Now we rewrite the equation for resistance using equations above:

$ρ_{L}$= $\frac{9 π \hbar}{2e^{2}mNk_{b}T}\cdot \frac{1}{R^{2}σ^{2}}\int\int\int \frac{\frac{1}{3}K^{2}K^{2}ζ(K)}{(1-e^{-h\nu /k_{b}T})(e^{h\nu /k_{b}T}-1)}\frac{R^{2} \sin (\theta)d\theta d\varphi}{\upsilon}\frac{dσ\;'}{\upsilon\;'} = \frac{9 π \hbar}{2e^{2}mNk_{b}T}\cdot \frac{1}{R^{2}σ^{2}}\int \int \int \frac{\frac{1}{3}K^{4}ζ(K)}{(1-e^{-h\nu /k_{b}T})(e^{h\nu /k_{b}T}-1)}\frac{K\;dK d\varphi}{\upsilon}\frac{dσ\;'}{\upsilon\;'}$

Now let us take $\upsilon = \upsilon \; ' = \upsilon _{F}$ and K=q :

$ρ_{L} = \frac{9 π \hbar}{2e^{2}mNk_{b}T}\cdot \frac{1}{R^{2}σ^{2}}\int \frac{\frac{1}{3}q^{5}ζ(K)\;dq }{(1-e^{-h\nu /k_{b}T})(e^{h\nu /k_{b}T}-1)}\frac{1}{\upsilon_{F}^{2}}\int d\varphi \int dσ\;'$

Integral over $d\varphi$ give us $2\pi$, and the last integral is just $\sigma$.

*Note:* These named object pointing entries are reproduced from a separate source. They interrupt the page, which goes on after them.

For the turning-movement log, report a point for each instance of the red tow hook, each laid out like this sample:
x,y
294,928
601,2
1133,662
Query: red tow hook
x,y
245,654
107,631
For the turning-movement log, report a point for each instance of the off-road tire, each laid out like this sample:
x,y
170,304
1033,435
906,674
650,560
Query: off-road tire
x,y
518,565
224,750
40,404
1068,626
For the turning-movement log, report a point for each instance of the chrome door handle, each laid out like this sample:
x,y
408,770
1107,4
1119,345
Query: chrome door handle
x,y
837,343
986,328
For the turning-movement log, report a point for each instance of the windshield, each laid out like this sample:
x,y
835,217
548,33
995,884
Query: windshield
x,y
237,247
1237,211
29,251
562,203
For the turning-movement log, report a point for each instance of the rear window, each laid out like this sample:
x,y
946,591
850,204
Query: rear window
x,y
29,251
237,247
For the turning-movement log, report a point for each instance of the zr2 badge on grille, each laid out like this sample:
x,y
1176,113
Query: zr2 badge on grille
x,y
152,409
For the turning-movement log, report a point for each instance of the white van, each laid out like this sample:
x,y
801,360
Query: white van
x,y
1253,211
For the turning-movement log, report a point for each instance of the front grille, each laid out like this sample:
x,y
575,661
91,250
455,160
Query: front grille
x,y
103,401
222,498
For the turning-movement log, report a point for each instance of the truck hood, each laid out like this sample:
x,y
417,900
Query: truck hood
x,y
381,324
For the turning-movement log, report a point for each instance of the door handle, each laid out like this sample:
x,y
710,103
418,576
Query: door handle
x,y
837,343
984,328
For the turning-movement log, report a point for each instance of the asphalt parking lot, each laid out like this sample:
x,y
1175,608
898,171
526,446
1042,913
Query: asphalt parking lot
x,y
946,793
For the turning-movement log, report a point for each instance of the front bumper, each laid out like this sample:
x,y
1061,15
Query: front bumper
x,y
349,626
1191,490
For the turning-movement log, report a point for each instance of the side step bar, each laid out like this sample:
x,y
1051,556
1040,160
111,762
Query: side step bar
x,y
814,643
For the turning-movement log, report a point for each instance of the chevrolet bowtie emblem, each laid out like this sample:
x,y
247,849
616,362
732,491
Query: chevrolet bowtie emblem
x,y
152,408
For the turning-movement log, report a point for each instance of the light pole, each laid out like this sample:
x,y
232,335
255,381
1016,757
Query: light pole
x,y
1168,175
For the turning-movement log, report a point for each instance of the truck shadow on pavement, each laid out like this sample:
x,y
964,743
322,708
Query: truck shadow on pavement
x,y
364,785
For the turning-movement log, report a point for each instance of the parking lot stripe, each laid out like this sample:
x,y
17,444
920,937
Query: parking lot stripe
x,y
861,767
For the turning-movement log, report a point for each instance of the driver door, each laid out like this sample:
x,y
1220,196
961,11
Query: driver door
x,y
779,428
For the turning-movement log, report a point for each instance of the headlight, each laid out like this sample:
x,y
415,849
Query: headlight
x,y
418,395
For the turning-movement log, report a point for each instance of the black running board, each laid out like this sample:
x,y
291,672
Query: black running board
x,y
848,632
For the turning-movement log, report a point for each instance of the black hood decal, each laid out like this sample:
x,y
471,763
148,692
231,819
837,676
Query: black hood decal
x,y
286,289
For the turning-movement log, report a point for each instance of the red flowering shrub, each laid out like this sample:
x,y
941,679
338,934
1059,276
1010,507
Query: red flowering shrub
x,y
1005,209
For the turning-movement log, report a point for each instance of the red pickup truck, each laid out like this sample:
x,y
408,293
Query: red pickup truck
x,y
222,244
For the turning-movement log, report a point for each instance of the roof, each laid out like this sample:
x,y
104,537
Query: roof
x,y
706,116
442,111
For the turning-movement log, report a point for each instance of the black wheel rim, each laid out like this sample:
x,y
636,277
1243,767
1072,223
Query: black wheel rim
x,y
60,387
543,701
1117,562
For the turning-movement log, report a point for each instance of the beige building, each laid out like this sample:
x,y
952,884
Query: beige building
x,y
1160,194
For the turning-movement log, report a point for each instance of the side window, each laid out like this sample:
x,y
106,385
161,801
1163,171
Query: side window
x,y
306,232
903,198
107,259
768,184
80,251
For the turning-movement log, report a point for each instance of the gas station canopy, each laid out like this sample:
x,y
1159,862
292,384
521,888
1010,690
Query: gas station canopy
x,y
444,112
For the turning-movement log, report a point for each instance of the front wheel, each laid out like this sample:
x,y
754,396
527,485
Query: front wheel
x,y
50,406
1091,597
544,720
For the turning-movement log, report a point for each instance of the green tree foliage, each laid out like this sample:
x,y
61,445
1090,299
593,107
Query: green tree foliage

$ρ_{L} = \frac{9 π \hbar}{2e^{2}mNk_{b}T}\cdot \frac{1}{R^{2}σ^{2}}\cdot \frac{1}{3} \frac{1}{\upsilon_{F}^{2}}2\pi \sigma \int \frac{q^{5}ζ(q)\;dq }{(1-e^{-h\nu /k_{b}T})(e^{h\nu /k_{b}T}-1)}$

Now we can substitute $\sigma = 4\pi R^{2}$:

$ρ_{L} = \frac{3 π \hbar}{4e^{2}mNk_{b}T R^{4}\upsilon_{F}^{2}} \int \frac{q^{5}ζ(q)\;dq }{(1-e^{-h\nu /k_{b}T})(e^{h\nu /k_{b}T}-1)}$

and that is what we were looking for :).